Control system integration: The NAMUR Open Architecture (NOA) with its NE-175-ff recommendations describes a secure, OPC UA-based way to extract additional field data from the core automation — without affecting the process control technology.
Validability: The principles of the second edition of ISPE GAMP 5 offer a risk-based validation approach that explicitly considers mobile field data and cloud components.
Modular IIoT entry point: From pilot container to fleet
The pragmatic approach is not a factory-wide rollout, but a clearly defined pilot project. Whoever successfully digitally maps a single mobile container gains the reference architecture upon which the entire fleet will later be built. A typical approach:
Select a use case: A container with high release relevance and clearly measurable effect (e.g., batch containers in drug manufacturing). Define success metrics in advance—e.g., reduced review time per batch.
Integrate sensors: temperature, pressure, fill level, stirrer speed, position, cleaning status — hygienically installed, with suitable surface quality and EHEDG-compliant design.
Setting up a gateway: A peripheral device on the container collects the sensor data, buffers it in case of radio gaps, and transmits it securely to an IIoT platform or directly to the MES.
Validation according to GAMP 5: Risk-based, with a clear separation between supplier responsibility (device, software) and operator responsibility (configuration, operation).

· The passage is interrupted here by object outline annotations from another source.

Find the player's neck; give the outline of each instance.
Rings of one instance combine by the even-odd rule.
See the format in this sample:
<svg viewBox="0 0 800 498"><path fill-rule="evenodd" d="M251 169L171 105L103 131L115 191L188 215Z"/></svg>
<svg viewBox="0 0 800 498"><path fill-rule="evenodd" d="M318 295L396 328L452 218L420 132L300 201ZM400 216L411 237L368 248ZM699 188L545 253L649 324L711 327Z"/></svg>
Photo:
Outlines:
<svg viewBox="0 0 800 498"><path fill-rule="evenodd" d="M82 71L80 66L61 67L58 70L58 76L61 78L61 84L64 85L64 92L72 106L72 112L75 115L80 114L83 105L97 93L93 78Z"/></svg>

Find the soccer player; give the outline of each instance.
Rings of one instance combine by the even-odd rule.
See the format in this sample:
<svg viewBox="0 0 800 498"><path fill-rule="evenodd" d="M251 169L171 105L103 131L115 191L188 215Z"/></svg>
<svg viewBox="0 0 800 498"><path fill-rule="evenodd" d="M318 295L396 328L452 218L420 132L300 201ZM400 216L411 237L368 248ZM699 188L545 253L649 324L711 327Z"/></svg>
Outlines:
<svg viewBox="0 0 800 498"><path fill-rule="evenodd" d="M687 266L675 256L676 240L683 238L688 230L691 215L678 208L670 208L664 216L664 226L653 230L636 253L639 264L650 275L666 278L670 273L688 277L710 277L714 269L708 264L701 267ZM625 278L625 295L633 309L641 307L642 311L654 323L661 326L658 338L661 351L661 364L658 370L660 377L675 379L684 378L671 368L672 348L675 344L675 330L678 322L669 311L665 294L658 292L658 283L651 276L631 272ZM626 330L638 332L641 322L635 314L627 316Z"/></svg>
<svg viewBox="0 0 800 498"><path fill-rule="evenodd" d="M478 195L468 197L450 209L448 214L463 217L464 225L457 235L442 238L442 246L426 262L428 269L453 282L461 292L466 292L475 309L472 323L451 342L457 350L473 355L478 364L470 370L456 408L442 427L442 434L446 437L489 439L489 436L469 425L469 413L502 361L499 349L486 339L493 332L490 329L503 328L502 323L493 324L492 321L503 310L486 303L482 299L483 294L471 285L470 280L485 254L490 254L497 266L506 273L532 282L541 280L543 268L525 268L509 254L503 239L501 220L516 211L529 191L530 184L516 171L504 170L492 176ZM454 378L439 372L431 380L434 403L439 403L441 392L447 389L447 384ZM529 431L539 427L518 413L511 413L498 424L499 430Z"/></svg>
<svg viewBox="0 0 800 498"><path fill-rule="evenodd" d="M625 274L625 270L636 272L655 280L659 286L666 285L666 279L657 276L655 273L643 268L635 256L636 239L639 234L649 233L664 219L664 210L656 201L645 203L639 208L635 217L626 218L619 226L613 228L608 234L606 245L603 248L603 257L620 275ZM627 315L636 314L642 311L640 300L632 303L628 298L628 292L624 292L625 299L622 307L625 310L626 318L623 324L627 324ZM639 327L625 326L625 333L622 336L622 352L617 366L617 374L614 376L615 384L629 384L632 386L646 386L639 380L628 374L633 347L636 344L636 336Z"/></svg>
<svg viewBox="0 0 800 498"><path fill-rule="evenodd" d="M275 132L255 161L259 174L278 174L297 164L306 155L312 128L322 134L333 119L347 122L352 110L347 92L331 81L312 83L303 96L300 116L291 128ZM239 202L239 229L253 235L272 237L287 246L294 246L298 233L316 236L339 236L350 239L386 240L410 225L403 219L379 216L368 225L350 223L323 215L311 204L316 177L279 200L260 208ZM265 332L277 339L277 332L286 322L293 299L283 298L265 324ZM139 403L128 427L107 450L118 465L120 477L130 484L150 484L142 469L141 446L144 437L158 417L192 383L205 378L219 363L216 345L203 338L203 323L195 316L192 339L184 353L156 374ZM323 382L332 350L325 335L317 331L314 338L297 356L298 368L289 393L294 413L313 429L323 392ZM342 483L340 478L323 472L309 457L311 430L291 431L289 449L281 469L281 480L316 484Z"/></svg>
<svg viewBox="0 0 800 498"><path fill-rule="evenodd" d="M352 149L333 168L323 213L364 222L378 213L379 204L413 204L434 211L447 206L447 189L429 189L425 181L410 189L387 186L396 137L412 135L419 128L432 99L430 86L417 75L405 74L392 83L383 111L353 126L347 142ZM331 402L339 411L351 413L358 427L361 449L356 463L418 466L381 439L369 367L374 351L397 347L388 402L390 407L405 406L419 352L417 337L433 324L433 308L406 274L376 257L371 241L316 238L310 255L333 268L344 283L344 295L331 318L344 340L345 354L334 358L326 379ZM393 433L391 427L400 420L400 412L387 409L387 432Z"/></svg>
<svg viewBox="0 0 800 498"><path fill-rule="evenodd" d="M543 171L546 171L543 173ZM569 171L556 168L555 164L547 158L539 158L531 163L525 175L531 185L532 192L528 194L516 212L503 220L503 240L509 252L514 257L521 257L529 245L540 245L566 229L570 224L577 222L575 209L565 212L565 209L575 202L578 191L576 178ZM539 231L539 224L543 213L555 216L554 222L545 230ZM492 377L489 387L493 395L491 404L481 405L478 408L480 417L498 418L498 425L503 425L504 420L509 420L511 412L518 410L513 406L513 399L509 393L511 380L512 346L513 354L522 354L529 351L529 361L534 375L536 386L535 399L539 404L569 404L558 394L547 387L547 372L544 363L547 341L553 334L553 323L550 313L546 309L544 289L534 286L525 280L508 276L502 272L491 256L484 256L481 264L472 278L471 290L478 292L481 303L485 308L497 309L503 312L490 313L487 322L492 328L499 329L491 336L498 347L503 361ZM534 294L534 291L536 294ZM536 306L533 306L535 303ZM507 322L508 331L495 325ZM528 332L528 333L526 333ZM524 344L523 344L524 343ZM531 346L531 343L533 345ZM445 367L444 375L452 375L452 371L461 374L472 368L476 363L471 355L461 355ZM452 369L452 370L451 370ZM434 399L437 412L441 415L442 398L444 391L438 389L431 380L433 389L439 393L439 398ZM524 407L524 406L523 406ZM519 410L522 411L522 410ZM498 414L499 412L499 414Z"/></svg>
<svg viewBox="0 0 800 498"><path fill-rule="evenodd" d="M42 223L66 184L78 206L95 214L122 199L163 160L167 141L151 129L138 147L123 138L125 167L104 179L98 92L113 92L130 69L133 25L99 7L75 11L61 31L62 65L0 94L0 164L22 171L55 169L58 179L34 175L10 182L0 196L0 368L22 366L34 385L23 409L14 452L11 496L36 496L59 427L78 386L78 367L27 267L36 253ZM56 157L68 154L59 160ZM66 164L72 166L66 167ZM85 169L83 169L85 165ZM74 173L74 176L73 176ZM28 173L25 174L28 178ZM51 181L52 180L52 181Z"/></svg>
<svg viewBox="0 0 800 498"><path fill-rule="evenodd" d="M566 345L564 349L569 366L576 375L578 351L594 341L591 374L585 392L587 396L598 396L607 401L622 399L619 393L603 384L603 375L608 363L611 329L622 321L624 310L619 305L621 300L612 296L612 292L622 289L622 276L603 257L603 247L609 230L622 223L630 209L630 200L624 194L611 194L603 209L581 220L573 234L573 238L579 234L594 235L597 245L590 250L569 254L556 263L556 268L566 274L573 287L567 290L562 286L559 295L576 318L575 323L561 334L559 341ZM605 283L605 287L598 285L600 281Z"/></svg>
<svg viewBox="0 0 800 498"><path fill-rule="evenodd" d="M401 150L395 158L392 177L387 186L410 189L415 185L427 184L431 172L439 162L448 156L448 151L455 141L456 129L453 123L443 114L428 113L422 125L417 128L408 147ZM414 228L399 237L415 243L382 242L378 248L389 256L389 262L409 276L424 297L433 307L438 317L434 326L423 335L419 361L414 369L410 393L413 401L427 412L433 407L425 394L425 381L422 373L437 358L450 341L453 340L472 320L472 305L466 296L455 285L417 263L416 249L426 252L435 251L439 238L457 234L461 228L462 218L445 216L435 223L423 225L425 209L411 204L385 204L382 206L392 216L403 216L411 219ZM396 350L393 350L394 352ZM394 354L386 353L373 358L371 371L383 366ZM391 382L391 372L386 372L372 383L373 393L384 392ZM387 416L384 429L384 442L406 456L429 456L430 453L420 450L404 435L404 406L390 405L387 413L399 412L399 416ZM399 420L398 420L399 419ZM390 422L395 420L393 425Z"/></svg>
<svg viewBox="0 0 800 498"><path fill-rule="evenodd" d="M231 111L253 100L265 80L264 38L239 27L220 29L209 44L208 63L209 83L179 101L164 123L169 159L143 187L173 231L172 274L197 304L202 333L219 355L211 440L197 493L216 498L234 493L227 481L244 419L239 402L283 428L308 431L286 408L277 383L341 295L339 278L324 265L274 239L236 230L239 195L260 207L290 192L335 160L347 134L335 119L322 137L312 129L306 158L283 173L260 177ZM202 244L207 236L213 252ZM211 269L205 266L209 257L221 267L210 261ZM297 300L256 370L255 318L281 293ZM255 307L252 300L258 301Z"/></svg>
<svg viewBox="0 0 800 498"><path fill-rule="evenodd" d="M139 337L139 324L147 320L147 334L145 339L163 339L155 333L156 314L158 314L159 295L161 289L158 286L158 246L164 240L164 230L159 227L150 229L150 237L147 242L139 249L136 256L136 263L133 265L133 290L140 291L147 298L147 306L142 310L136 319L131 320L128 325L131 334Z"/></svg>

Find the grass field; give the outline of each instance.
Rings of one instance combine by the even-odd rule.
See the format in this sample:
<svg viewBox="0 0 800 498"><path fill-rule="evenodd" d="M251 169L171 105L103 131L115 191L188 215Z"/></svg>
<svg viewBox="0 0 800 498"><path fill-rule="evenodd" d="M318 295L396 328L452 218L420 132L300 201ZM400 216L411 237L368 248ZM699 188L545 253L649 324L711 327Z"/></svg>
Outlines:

Scaling: Connect additional containers following the same pattern. The reference architecture is in place — each additional unit is then a business decision.
Concrete reference projects demonstrate that this approach works in practice—for example, the IIoT architecture for mobile pharmaceutical containers described in pharmaindustrie-online . A more in-depth perspective on the topic of digital twins can be found in the article "Are mobile production facilities the future of the pharmaceutical industry?" .
Conclusion
Mobile pharmaceutical containers are the last blind spot in an otherwise increasingly digitized industry—and this blind spot measurably costs money, time, and regulatory compliance. The technology to close it has long been available: hygienically integrated sensors, industrial wireless technology, open interfaces according to NOA, and GAMP 5-based validation. Starting with a pilot container quickly yields reliable experience and a reference architecture upon which a complete mobile fleet can later be built. Crucially, it's important to recognize that investing in mobile digitization is not a secondary consideration, but directly impacts batch release, data integrity, and manufacturing costs. The blind spot begins with the container's wheels—but its economic impact extends far beyond that.